Ambassador of Bangladesh to Russia
- In office 17 January 1994 – 14 January 1996
- Preceded by: Mustafizur Rahman
- Succeeded by: Mostafa Faruk Mohammad

Personal details
- Born: Abul Mohammad Samaul Abdullah Amin 28 July 1947 (age 78) Kurigram, Bengal, British India
- Party: Noitik Somaj

Military service
- Allegiance: Bangladesh
- Branch/service: Bangladesh Army
- Years of service: 1968–2001
- Rank: Major General
- Commands: GOC of 66th Infantry Division; Commander of 44th Infantry Brigade;
- Battles/wars: Bangladesh Liberation War

= A. M. S. A. Amin =

Bangladeshi politician and retired Major General

Abul Mohammad Samaul Abdullah Amin is a retired Major General of the Bangladesh Army, a politician from Kurigram district and former ambassador.

== Career ==
Amin was a prosecutor in the court martial case over the assassination of Ziaur Rahman in 1981 when he was a colonel in Bangladesh Army.

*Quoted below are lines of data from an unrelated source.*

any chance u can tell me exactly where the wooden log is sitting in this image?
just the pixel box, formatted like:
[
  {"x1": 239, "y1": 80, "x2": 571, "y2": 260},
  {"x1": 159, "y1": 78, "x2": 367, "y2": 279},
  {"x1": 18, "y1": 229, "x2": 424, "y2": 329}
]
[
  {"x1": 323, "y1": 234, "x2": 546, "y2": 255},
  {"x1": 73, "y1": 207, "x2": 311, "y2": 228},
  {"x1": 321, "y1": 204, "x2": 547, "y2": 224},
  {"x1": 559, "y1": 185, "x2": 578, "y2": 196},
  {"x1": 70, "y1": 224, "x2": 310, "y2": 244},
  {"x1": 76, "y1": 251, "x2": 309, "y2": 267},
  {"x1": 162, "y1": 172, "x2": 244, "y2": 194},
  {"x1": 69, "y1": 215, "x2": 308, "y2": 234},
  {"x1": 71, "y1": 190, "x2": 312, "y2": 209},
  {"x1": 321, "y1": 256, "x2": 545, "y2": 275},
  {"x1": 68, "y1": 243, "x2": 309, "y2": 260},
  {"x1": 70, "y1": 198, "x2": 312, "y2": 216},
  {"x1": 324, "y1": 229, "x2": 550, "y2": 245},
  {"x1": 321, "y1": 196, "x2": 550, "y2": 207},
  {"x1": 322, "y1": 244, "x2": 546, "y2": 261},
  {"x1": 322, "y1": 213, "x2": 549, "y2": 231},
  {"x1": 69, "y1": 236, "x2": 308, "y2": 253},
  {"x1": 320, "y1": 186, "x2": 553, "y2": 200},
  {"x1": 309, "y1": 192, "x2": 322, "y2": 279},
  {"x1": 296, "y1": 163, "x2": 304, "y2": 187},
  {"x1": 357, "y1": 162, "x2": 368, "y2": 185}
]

Amin is the chairman of the Center for Security and Development Studies, a non-governmental organization.

Amin retired from the army and joined the Awami League in 2001. In 2003, he was elected president of the Kurigram district committee of the Awami League. He was defeated in the 8th parliamentary elections of 2001 which he contested from Kurigram-2 constituency with the nomination of Awami League. After that he joined Gono forum in 2018. He also lost the Kurigram-2 constituency in the eleventh parliamentary election.

Amin was the administrator of Kurigram district council.